Developers — like the old railroad barons —
continue to feel they are kings of economic
growth and reject the cold reality of arithmetic.
They are dinosaurs, and unless state and local
leadership recognizes this and takes appropriate
action, Florida has little chance of economic
recovery any time soon.
Local and state government spending in
Florida went from $93 billion in 2002 to $151
billion in 2008, as government diverted $58
billion a year from the economy.
(Unemployment went from 3.3 percent to 12
percent as a result.) Much of this increase
was necessary to provide services to the new
developments, because they do not pay
for themselves.
It is because of this uncontrolled, unplanned
development, much of it opposed by the public,
that the Florida Hometown Democracy
movement was born. Amendment 4 on this
November’s ballot is the result. Fed up with the
refusal of government to listen to public
concerns and the control of state and local
government by developers and land speculators,
the public is prepared to approve this
amendment to the Florida Constitution that will
give them a vote — veto power — over land-use
changes to the comprehensive plans that all
counties and cities are required to have.
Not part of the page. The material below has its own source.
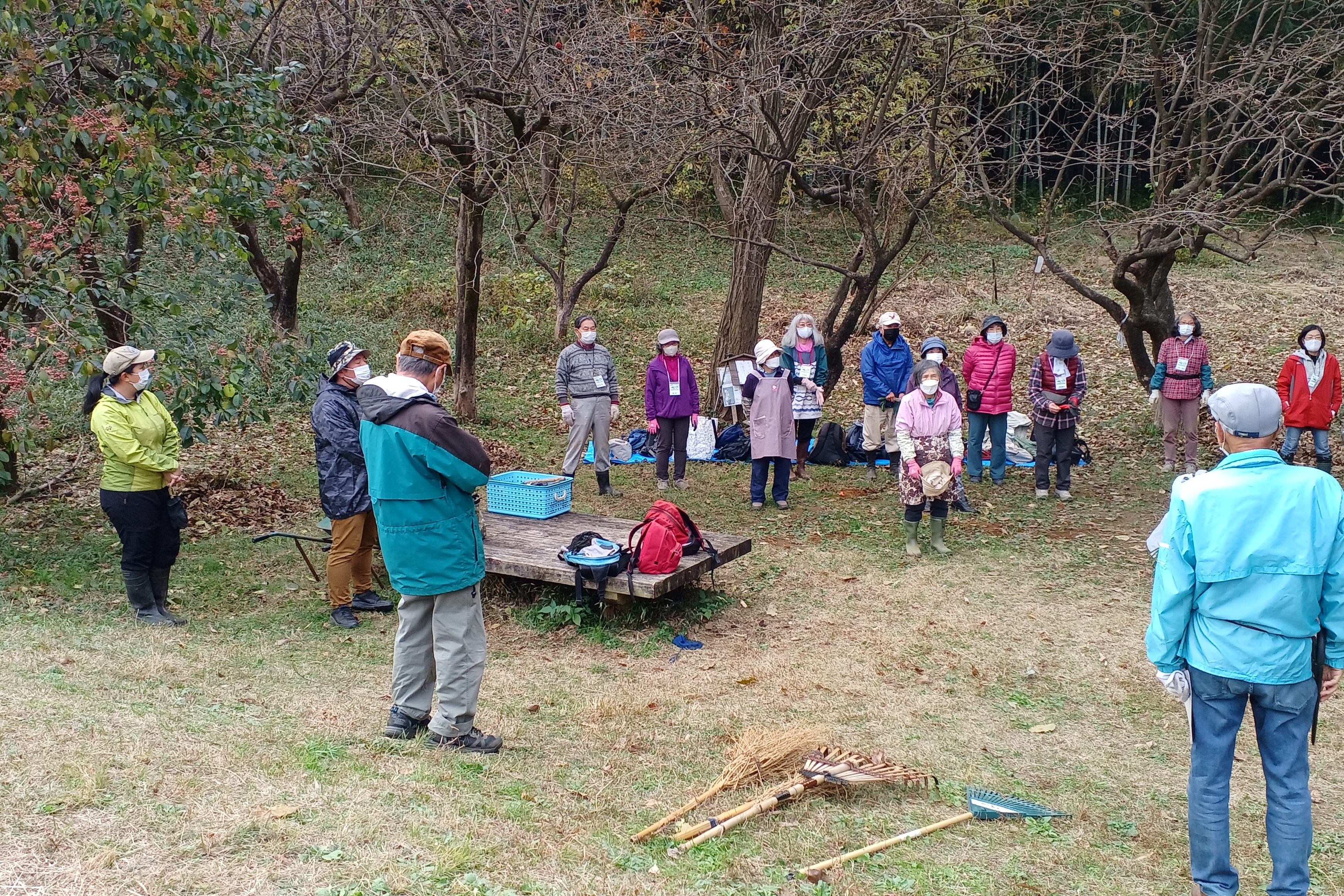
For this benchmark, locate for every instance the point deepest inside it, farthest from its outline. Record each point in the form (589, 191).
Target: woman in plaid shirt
(1183, 378)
But developers, land speculators and their
government minions — trying desperately to
keep control despite the economic math — are
conducting a $12 million campaign to discredit
Amendment 4 with nonsensical arguments.
One is a gross misrepresentation of the
Florida Supreme Court opinions that approved
Amendment 4 for the ballot. Those opinions
clearly state that only land-use changes to
comprehensive plans will require referenda.
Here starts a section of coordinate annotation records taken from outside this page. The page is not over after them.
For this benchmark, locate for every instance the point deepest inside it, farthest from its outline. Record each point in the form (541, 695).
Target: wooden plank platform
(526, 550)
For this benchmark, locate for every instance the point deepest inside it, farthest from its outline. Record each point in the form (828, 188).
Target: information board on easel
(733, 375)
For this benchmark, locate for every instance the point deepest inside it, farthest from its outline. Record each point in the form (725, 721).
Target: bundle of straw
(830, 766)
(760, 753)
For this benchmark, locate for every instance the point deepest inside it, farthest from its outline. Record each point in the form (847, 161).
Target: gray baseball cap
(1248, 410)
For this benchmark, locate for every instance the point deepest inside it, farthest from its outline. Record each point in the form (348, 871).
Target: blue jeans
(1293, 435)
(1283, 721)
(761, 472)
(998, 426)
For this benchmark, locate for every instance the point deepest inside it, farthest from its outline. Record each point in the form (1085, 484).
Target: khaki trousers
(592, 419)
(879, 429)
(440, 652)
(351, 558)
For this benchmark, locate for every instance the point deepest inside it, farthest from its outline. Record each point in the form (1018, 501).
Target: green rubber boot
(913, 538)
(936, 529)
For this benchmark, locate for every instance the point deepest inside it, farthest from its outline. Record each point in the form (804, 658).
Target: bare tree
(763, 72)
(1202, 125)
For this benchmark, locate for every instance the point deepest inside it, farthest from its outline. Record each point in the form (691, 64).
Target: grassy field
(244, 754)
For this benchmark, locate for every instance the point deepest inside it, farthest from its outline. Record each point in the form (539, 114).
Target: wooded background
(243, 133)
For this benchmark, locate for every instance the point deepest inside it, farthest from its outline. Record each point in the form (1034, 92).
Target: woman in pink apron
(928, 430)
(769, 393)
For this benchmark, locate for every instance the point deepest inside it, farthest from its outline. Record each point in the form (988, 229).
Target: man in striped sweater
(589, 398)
Opponents keep saying all changes will require a
public vote — traffic controls, emergency
evacuation, air and water quality, recreation —
which is nowhere to be found in the court
opinions (floridahometowndemocracy.com).
Another scare tactic is that Amendment 4
will cost jobs. The overdevelopment that crashed
the economy caused the job loss. Housing for
100 million people can be built in Florida right
now without a single land-use change or need
for a referendum, so there are plenty of jobs in
construction and allied industries available … if
there were only home buyers.
But we won’t see much new construction
until the inventory of 300,000 homes is worked
down. Nocatee, Rivertown and other failed
communities will not be able to recover — if
ever — until consumers reduce their debt. This
is the reality of the paradigm shift. Florida must
find new ways to grow its economy.
Since our state and local governments do not
understand the dynamic or causes of this
paradigm shift, the voters will have to take some
control. The answer to “build, baby, build” and a
sick economy is the Hometown Democracy
Amendment, Amendment 4 on the Nov. 2
ballot. It will give citizens a seat at the table on
decisions that affect their neighborhoods, their
communities and their quality of life.